Man kann sich nicht, wie die CDU es gestern tat, hinstellen und den barmherzigen Samariter spielen, aber gleichzeitig eine Verfassungsänderung haben wollen, die dazu führt, dass 160 Millionen Euro zusätzlich aus dem Haushalt der Sozialbehörde herausgenommen werden müssen.

(Robert Heinemann CDU: Sie haben gestern 560 Millionen Euro ausgegeben!)

Das ist verantwortungslos und auch deswegen kann es ein Vorziehen der Schuldenbremse nicht geben.

(Beifall bei der SPD)

Wenn die Schuldenbremse schon im Jahr 2015 käme, würde das dazu führen, dass Hamburg seinen gesetzlichen Pflichten an vielen Stellen im Sozialleistungsbereich nicht mehr voll nachkommen könnte und vor allem die freiwilligen Leistungen im Bereich Sozial- und Jugendhilfeleistungen einstellen müsste. Das kann man nicht verantworten. Das können Sie nicht verantworten.
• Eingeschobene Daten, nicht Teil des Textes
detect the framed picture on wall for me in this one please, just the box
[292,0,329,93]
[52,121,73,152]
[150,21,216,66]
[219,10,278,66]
Sie sollten Ihre Argumentation kritisch überprüfen, das passt nicht zusammen, wie Sie argumentieren.

(Beifall bei der SPD)

Wir haben die Haushaltsberatungen vor uns, und natürlich ist das, was wir im Bereich der Sozialbehörde und an anderen Stellen diskutieren, ein Vorgeschmack auf das, was kommen wird. Man braucht kein Prophet zu sein, um das sagen zu können. Deshalb geht es bei allen harten Anstrengungen auch darum, einen maßvollen Mittelweg zu beschreiten, der den sozialen Frieden in unserer Stadt nicht gefährdet. Nur ein gesellschaftlich getragener Weg zur Schuldenbremse wird gelingen. Das zeigen auch die Widerstände, die wir in Euro

pa an vielen Orten sehen. Wer den Bogen überspannt, der spielt mit dem Feuer. Deshalb ist es richtig, einen Weg zu gehen, der gesellschaftlich tragfähig ist.